I was at Sabine ATV this new years playing around in the beaver pond, while 30 other people decided to just watch and not join me, and I hit a hole sideways and my snorkel was about half an inch from going under so I decided to relocate it and extend it. 

Before: 
 
 

After: 
 
 
 

I was going to do the dual risers but I only had a 3 inch file and saw from a multi tool to cut my plastics because my dremel stopped working, so I decided to just do one. What do you guys think?


----------



## Shrek (Oct 4, 2011)

Looks good! Make sure you don't hit the gas in reverse while standing!! You'll be eating PVC if u do!


----------



## Polaris425 (Dec 16, 2004)

Or let your tshirt get too close!
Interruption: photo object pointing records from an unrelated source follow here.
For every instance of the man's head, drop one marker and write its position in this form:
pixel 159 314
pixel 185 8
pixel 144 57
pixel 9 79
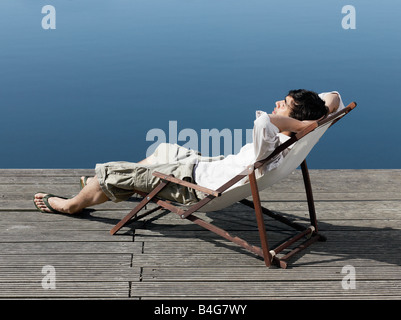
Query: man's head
pixel 301 105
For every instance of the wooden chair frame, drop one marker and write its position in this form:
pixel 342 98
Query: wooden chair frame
pixel 269 255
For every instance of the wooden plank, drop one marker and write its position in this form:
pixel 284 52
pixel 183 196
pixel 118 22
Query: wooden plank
pixel 69 247
pixel 65 290
pixel 65 273
pixel 267 289
pixel 261 273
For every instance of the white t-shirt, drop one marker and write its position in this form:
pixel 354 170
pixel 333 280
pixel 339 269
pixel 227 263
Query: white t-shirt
pixel 266 138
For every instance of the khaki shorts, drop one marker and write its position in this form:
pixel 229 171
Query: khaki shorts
pixel 120 179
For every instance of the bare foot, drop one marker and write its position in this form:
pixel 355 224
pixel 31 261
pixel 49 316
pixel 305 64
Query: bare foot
pixel 84 180
pixel 56 204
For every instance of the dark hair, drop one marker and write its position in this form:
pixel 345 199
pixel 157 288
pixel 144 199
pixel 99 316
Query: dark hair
pixel 308 105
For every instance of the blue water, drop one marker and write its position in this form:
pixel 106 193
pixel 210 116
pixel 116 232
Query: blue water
pixel 90 90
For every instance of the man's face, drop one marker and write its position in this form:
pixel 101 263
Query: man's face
pixel 283 107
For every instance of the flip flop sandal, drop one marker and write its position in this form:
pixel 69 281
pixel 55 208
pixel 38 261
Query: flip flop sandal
pixel 46 201
pixel 83 181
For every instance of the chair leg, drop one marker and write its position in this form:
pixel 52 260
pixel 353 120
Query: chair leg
pixel 309 195
pixel 259 218
pixel 138 208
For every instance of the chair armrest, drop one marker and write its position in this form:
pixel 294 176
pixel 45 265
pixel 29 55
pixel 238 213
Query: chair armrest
pixel 172 179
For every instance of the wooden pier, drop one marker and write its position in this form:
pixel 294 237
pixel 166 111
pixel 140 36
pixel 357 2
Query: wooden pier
pixel 164 257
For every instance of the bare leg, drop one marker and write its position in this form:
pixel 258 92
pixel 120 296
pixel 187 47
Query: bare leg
pixel 90 195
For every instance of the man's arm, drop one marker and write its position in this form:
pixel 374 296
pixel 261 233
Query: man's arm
pixel 332 101
pixel 288 124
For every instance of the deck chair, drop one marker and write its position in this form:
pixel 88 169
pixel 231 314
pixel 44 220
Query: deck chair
pixel 300 145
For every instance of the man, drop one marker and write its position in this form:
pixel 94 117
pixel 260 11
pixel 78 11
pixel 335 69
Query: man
pixel 117 181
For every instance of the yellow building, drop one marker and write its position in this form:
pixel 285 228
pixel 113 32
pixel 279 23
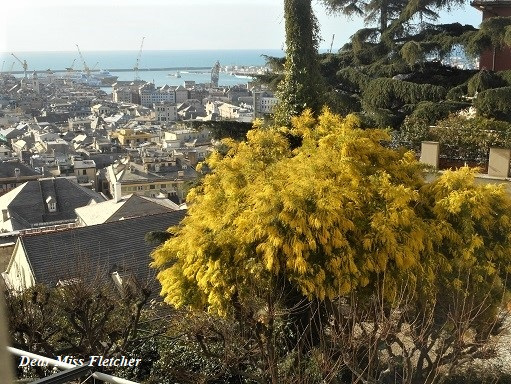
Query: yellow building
pixel 132 137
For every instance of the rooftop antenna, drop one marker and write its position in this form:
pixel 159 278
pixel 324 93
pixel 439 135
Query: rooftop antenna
pixel 23 64
pixel 85 66
pixel 135 68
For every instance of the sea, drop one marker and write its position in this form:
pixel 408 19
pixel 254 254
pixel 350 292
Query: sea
pixel 159 67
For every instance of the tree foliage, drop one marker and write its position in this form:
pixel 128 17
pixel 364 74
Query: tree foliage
pixel 345 229
pixel 302 86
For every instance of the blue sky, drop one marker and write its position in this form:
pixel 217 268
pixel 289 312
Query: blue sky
pixel 57 25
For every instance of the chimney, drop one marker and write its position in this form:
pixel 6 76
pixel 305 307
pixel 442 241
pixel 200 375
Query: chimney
pixel 117 192
pixel 498 164
pixel 430 151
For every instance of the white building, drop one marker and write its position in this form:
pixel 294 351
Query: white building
pixel 264 103
pixel 165 111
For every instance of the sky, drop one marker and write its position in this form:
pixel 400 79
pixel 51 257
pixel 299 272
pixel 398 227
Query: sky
pixel 58 25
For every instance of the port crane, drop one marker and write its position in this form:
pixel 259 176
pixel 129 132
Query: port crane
pixel 23 64
pixel 215 72
pixel 71 67
pixel 85 66
pixel 332 43
pixel 135 68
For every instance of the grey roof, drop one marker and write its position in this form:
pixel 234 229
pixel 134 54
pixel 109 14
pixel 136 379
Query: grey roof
pixel 27 203
pixel 96 251
pixel 7 169
pixel 131 206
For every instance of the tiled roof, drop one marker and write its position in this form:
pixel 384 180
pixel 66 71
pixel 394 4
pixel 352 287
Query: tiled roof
pixel 7 169
pixel 26 203
pixel 132 206
pixel 97 251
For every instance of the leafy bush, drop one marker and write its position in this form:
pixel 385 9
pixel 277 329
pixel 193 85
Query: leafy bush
pixel 494 103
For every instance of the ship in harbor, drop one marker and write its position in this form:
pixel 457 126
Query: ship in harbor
pixel 93 79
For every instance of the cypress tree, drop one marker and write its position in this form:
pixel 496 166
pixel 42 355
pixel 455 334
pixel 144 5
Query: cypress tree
pixel 302 86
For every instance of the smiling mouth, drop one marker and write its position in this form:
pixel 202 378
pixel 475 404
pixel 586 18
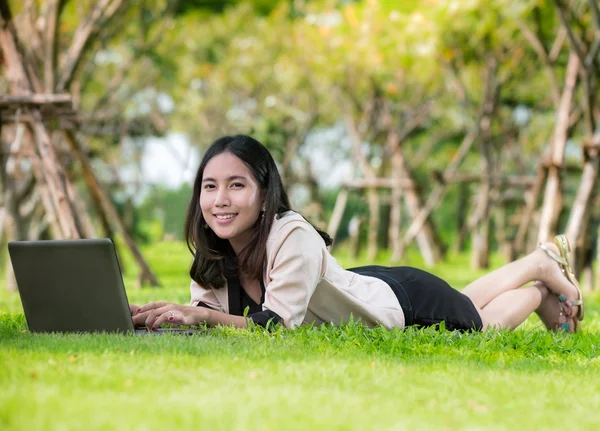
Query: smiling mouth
pixel 225 216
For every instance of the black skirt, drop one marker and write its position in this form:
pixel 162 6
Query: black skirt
pixel 426 300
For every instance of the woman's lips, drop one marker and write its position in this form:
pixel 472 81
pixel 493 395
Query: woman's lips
pixel 225 218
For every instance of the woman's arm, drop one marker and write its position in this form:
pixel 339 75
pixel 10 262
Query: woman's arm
pixel 154 314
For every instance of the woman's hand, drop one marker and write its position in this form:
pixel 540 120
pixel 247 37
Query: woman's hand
pixel 133 309
pixel 154 314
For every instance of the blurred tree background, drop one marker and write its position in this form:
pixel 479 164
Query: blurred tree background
pixel 450 125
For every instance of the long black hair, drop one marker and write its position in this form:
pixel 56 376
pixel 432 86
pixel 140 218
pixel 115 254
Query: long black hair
pixel 214 258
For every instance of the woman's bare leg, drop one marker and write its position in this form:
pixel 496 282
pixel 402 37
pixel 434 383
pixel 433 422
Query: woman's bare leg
pixel 509 309
pixel 537 265
pixel 550 311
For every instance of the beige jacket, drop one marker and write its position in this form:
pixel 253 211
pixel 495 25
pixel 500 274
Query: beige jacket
pixel 305 284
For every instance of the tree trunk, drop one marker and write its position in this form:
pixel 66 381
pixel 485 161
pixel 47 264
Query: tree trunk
pixel 394 229
pixel 481 220
pixel 337 214
pixel 374 219
pixel 107 206
pixel 582 207
pixel 22 84
pixel 462 205
pixel 553 193
pixel 438 192
pixel 532 199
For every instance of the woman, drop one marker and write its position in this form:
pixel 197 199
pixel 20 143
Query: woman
pixel 255 259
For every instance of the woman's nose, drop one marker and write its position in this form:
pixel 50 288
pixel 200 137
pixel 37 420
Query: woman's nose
pixel 222 198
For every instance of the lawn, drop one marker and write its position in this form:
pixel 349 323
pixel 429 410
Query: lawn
pixel 312 378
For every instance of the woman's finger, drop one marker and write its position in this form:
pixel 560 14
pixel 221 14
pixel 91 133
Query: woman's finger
pixel 133 309
pixel 151 306
pixel 153 316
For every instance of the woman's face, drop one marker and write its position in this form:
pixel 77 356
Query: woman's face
pixel 230 199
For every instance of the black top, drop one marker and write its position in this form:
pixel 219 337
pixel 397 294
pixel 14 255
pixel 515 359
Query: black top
pixel 239 300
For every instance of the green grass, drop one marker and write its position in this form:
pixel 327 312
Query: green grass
pixel 312 378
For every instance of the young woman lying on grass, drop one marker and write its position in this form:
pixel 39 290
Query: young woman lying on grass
pixel 251 251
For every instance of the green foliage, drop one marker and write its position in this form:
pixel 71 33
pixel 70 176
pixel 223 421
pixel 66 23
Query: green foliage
pixel 168 208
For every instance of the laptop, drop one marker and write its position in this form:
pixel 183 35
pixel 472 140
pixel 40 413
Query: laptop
pixel 74 286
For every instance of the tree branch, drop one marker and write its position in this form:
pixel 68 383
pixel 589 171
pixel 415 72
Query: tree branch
pixel 52 13
pixel 575 42
pixel 28 21
pixel 539 48
pixel 101 13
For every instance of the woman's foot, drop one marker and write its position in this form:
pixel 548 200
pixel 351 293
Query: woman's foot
pixel 554 279
pixel 551 312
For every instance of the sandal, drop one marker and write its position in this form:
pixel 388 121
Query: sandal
pixel 562 243
pixel 565 314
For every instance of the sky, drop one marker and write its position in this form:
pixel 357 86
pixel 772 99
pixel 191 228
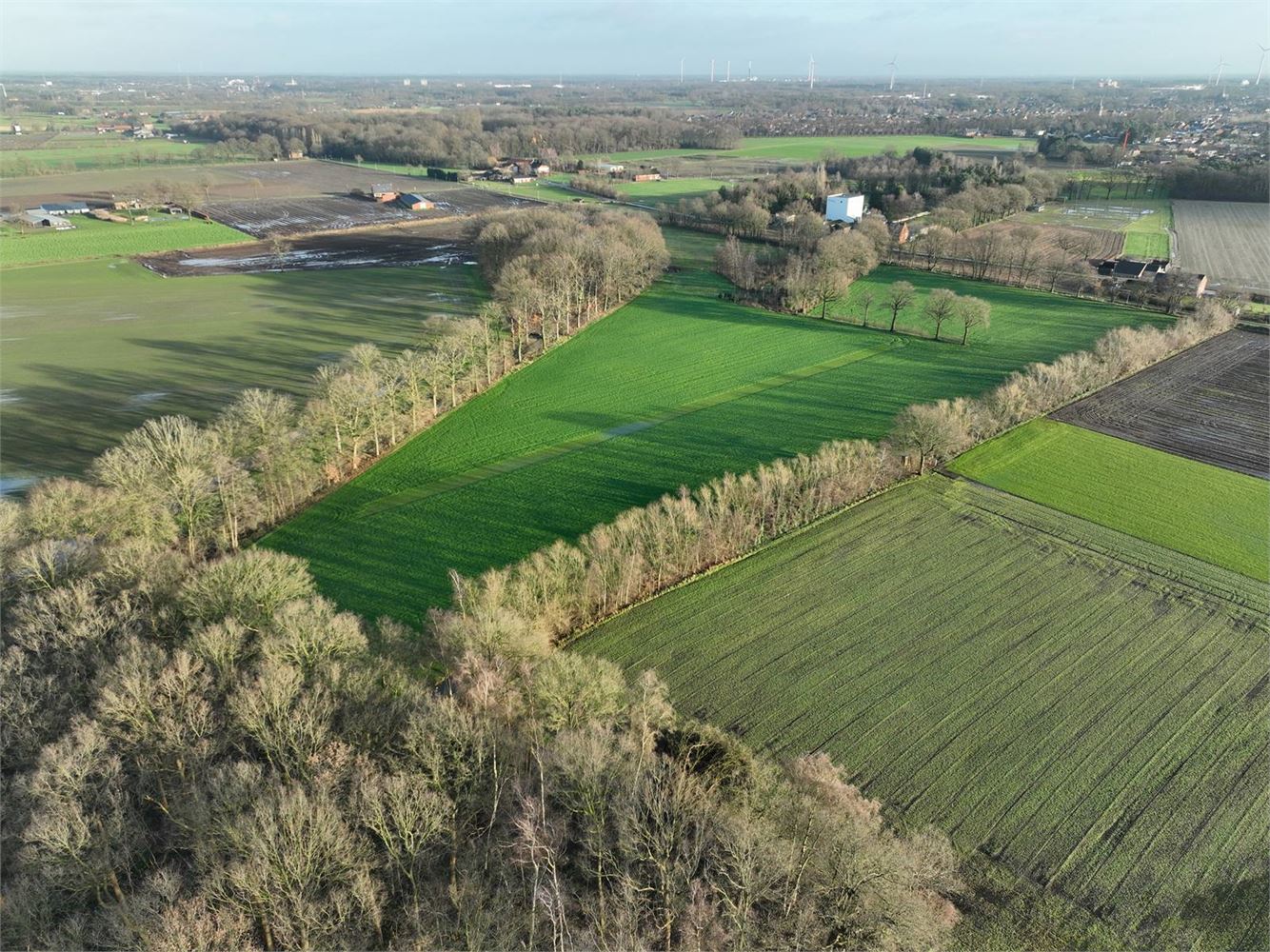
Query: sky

Looks good though. Good job!


----------



## gatorboi (May 22, 2011)

Polaris425 said:


> Or let your tshirt get too close! Looks good though. Good job!



I thought about this when I decided to change it. I seen the way other bikes had this set up but they used a 90 coming out first and that put the pipe a lot closer to the rider standing up. I seen how instead of using a 90 they did a 45 and it stood straight up and I didn't want that. So I got a 60 that way it slanted forward some but not to the extent that it was to close to me.


----------



## Polaris425 (Dec 16, 2004)

Cool. Just keep an eye on it when standing up during a water wheelie. Even w/ my low-profile tops they would still suck my t-shirt tail in if I wasn't careful.


----------



## gatorboi (May 22, 2011)

Yea I try not to wheelie to much. For one it takes dumping my clutch to do it on ground and two in the water I try to ride slow just in case. I'm not good at riding the deep stuff because my balance is horrible, but with all this rain here lately the park was flooded and I got a lot of practice at it.


----------



## Col_Sanders (May 16, 2010)

Do you ever wash that thing?  lol

Looks good. I like the snorkels in the center because it gives my fat *** a little more time to save it when I fall in a hole under water. lol

We're going to Burkeville Saturday. I'm probably not taking the Brute though. Got the RZR set up for trails/hauling ***.


----------



## gatorboi (May 22, 2011)

lol I sprayed it off. I get the underside and all the important stuff clean then the plastic just gets sprayed. I have to use a car wash so it cost lots of money to get it clean the way i'd like to. I'd like to go this weekend but I think I have to work and I'm saving a little bit up for exhaust and possibly a GR. Next time I think I'll be able to ride is the 28th, by then I'll have my exhaust and this axle boot fixed.


----------



## Col_Sanders (May 16, 2010)

I was just screwin with ya. 

I wouldnt be riding this weekend but I retorqued my transmission bolts on the RZR and want to see if that fixed the leak. If not I'm taking it to the dealer next week while I still have a warranty.


----------



## rdtj (Jan 20, 2012)

thats awesome snorkel thats how i did mine


----------



## TheMudEnthusiast (Jan 24, 2012)

looks great, now you shouldn't have trouble when you have to lean to the side


----------